First and foremost, online backup solutions need to think like Lightning McQueen: “Speed. I am Speed.” I don’t want to wait a day for my backup to be completed. One service took 5hrs to get a 200mb zip file at 35%. I realize the file is large, but I have several files this size and larger. Transferring over HTTP is laborious at best. Some services stated upload speeds would be equal to the speed of my broadband connection. Not so. I am now determined to find a service that offers FTP upload as this offers the speediest of all upload/download capabilities. This may cost a little more, but the speed will be worth it.
Second, I want simple off-site storage. Most of the current so called Web 2.0 services offered a more complex service with video and file sharing. It made me wonder what business they were in. Are they in the online backup business or the file sharing business? To me those are two different things. As a potential online backup customer I don’t care about sharing my music and photo files. I just want to back them up.
Third, several had desktop clients which claimed to increase the upload speed. Nada. Plus, I bit the bullet and even downloaded and installed .NET to test out one of the clients. I have put off installing .NET. Sort of peeves me that I have to install another platform on my PC for software that doesn’t show very good performance. The desktop client I eventually installed was slow. Clicking through the folder structure took several seconds to open each level. Painful. The issue could have been with my PC, but again, it needs to work for me and this clearly didn’t. I don’t understand companies having to rewrite a simple Windows Explorer interface in the latest bloated computer language.

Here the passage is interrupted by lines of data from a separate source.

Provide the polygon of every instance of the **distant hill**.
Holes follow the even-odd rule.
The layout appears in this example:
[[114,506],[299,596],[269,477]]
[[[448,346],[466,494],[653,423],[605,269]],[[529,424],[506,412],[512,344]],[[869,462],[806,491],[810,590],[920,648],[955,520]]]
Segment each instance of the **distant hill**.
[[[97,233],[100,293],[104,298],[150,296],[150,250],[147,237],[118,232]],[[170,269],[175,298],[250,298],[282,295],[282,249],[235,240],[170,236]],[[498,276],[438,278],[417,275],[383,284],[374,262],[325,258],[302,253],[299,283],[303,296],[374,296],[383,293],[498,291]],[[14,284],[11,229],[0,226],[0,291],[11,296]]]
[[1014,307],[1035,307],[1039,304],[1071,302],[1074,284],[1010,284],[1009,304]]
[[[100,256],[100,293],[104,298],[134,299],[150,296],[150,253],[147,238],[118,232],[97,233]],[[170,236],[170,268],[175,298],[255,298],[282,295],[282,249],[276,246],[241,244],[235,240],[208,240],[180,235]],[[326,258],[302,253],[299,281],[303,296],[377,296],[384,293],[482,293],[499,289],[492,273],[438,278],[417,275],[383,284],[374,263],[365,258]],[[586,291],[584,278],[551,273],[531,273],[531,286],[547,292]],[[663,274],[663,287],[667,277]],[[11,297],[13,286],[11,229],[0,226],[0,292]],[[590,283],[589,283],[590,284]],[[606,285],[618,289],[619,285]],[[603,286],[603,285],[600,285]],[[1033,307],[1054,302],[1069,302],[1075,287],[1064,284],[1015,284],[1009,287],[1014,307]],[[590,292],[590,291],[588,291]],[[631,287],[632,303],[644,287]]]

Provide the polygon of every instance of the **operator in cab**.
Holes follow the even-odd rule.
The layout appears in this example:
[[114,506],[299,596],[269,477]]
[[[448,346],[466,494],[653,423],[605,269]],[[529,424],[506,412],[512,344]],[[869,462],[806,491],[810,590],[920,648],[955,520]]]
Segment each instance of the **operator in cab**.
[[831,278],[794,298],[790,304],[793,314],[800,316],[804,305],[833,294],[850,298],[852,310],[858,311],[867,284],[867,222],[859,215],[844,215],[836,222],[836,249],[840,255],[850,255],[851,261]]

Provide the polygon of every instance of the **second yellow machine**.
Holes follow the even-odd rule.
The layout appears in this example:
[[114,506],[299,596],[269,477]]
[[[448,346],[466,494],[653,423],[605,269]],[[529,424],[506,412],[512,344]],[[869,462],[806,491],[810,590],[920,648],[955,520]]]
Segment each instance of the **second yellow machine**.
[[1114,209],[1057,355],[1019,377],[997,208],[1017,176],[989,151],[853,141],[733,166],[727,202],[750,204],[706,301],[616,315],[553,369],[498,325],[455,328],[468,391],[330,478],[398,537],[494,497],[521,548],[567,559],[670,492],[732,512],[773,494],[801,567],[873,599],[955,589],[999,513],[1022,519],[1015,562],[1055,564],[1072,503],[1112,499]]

There are several others I have yet to evaluate and will post a review of those that are worth your time. Time is precious even when backing up your files.
[tags]backup, storage, files [/tags]
Posted by Paul Flyer on Monday, November 13th, 2006 in Utilities




Pat Says:
May 11th, 2009 at 8:48 pm
Solution to this problem should be a method of transfer so that it operates independently and automatically using proxy tools designed to work in background format without monitoring.